Hawn-Jackson, Shaw and some members of Carolyn Clark’s family have suggested that the investigation of the church may be too complex for the cash-strapped Ashtabula County Sheriff’s Office.
“I think this is bigger than their resources,” Hawn-Jackson said. “I’m just hoping to God that people will contact [the] victims of crime unit and there will be a break in the case.”
The Rev. Ora Tyus of Ashtabula said she prays it won’t be too late.
Tyus, pastor of an Apostolic Faith congregation in Bedford, said she told denominational leaders in Virginia in 2002 about another young woman’s allegations of sexual abuse in the Jefferson church.
“They didn’t do anything, and I don’t know why. And now something must be done for the children under the control of that church,” Tyus said. “If I don’t stand up for what’s right now, how can I stand up before God?”
Tyus has several connections to the church debate.
She is the aunt of both Charles Keyes (the son of her brother Oree) and Ralph Clark (the son of her sister Audrey Clark).
Tyus also may be the last person outside the home to speak to Carolyn Clark before she died. She said Clark called her around 11 p.m. May 6, just hours before she was killed.
Tyus said Clark planned to leave for Virginia with relatives the next morning, taking the five youngest of her 13 children, but Clark was worried what might happen to her if the church found out.
“Carolyn told me that night that her husband was not himself, but that if she could get him away from that church, that she would be able to live with him,” Tyus said. “But she was afraid.”
Shaw said Wellspring became aware of the situation at Apostolic Faith in 1999 when former church member Ruth Chestnut contacted the agency.
Chestnut left the church in 1996, complaining that Bishop Oree Keyes was forcing children as young as 5 to work at a church-owned scrap yard.
Chestnut, 59, now of Williamsburg, Va., said she tried to expose the church then and is still trying to persuade two adult daughters and their 11 children to come back to Virginia.

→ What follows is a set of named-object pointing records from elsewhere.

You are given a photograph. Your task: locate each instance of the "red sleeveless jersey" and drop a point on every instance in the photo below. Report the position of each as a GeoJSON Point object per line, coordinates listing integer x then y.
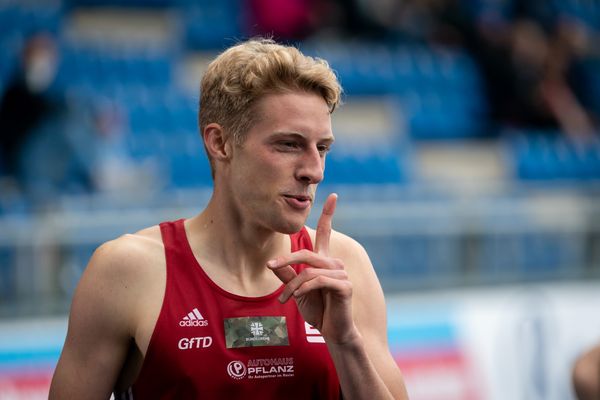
{"type": "Point", "coordinates": [211, 344]}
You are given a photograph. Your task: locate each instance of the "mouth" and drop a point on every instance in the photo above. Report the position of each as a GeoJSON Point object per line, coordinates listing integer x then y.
{"type": "Point", "coordinates": [298, 201]}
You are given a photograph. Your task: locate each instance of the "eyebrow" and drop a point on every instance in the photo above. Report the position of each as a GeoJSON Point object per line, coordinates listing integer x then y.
{"type": "Point", "coordinates": [281, 134]}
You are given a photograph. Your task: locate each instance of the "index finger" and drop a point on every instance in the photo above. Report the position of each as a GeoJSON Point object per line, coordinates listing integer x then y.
{"type": "Point", "coordinates": [324, 225]}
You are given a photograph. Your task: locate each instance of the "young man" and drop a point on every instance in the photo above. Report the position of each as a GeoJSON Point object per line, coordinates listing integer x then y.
{"type": "Point", "coordinates": [586, 375]}
{"type": "Point", "coordinates": [196, 308]}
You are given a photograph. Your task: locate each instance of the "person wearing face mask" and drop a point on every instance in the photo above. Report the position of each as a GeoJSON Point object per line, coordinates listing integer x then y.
{"type": "Point", "coordinates": [26, 103]}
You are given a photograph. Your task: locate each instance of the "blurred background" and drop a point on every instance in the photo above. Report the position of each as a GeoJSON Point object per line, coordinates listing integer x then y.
{"type": "Point", "coordinates": [467, 162]}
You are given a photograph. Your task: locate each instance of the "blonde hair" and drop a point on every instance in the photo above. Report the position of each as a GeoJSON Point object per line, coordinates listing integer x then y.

One of Chestnut’s granddaughters also is married to the Clarks’ oldest son, Ralph Clark Jr., and is a member of the church.
Chestnut said that she filed a report with the Ashtabula County Children’s Services in 1999. Some of her grandchildren were temporarily placed in foster care during an investigation, but it resulted in no charges against her daughter or the church, she related.

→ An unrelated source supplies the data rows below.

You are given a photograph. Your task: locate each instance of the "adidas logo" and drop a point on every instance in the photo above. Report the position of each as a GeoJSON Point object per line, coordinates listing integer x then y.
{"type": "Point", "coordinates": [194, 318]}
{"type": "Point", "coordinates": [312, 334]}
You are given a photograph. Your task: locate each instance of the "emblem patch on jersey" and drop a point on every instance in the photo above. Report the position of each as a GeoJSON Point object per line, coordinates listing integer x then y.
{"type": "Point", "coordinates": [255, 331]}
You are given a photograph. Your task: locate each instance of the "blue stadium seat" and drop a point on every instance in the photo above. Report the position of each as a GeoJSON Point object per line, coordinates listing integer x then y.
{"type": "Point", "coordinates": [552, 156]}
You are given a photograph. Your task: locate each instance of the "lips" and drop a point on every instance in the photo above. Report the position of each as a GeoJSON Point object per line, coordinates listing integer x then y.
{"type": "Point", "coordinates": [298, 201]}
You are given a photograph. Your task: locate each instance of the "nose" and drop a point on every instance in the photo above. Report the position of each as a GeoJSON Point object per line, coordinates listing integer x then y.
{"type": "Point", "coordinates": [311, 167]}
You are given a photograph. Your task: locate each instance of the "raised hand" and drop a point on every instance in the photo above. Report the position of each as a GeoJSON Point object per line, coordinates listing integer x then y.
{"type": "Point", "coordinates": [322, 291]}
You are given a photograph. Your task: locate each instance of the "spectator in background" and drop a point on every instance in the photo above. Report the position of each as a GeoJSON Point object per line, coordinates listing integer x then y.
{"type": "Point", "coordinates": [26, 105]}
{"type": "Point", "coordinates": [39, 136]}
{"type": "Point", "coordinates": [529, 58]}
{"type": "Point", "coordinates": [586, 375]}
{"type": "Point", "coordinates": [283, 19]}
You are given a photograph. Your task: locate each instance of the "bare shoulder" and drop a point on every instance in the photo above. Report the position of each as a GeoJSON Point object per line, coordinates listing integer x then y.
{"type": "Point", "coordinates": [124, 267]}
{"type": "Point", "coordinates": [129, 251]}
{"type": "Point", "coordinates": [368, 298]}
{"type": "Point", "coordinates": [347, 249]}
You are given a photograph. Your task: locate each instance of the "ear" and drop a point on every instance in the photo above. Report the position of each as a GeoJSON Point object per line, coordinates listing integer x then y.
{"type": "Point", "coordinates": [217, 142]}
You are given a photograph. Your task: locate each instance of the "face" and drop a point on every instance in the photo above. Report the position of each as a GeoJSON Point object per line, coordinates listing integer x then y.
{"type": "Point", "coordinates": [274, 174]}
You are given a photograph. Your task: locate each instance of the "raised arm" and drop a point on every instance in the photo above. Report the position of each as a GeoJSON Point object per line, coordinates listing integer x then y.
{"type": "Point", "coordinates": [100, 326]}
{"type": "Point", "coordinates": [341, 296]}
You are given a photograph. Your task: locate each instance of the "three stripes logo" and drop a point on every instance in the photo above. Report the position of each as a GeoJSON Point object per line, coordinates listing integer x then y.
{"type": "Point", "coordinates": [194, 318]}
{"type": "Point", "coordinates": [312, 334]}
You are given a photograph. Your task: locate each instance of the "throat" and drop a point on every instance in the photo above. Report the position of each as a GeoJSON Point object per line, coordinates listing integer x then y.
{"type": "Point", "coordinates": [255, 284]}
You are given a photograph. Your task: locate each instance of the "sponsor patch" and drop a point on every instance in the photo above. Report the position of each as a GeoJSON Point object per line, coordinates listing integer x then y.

“Right now, I’m very concerned about my grandchildren,” she said. “One of my daughters is in the inner circle with the pastor, so I don’t expect her to come out, but I’m worried about her kids.”

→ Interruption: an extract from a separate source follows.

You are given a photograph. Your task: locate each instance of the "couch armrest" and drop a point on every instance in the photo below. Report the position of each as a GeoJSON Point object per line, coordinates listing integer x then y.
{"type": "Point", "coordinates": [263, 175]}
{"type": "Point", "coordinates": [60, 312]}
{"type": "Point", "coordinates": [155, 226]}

Chestnut said both Charles Keyes and his father, Oree Keyes, 82, restricted their congregation in similar ways.
“They controlled people,” she said. “No one could go anywhere without the bishop’s permission.”
Chestnut, who said her own father was a preacher, said she never bought into the Keyes’ teachings.
“I believe the Bible and firmly believe in God,” she said. “My faith is not shaken because of them, and there ain’t no need in me going to hell along with them.”
One church member, who would give only his first name as Frank, said the congregation has been in Jefferson for at least 50 years and has always been misunderstood.
“And that’s how long those rumors about us beatin’ our kids have been going on,” Frank said. “We’re raising our kids up in the Lord, and discipline is a part of that, but people always want to bring us down.”
But Hawn-Jackson insisted that it was a clearly frightened Carolyn Clark who came to her regarding the divorce and the church situation.
“She gave me documents: ‘In case I disappear,’ she said,” Hawn-Jackson said.
Hawn-Jackson said she urged Carolyn Clark to go somewhere safe immediately.
“But she said, ‘No, God has a plan for me, and I’m at peace and no longer afraid,’ ” the attorney said. “I really want her to be remembered as the ultimate Christian – died to save others and people in that church.”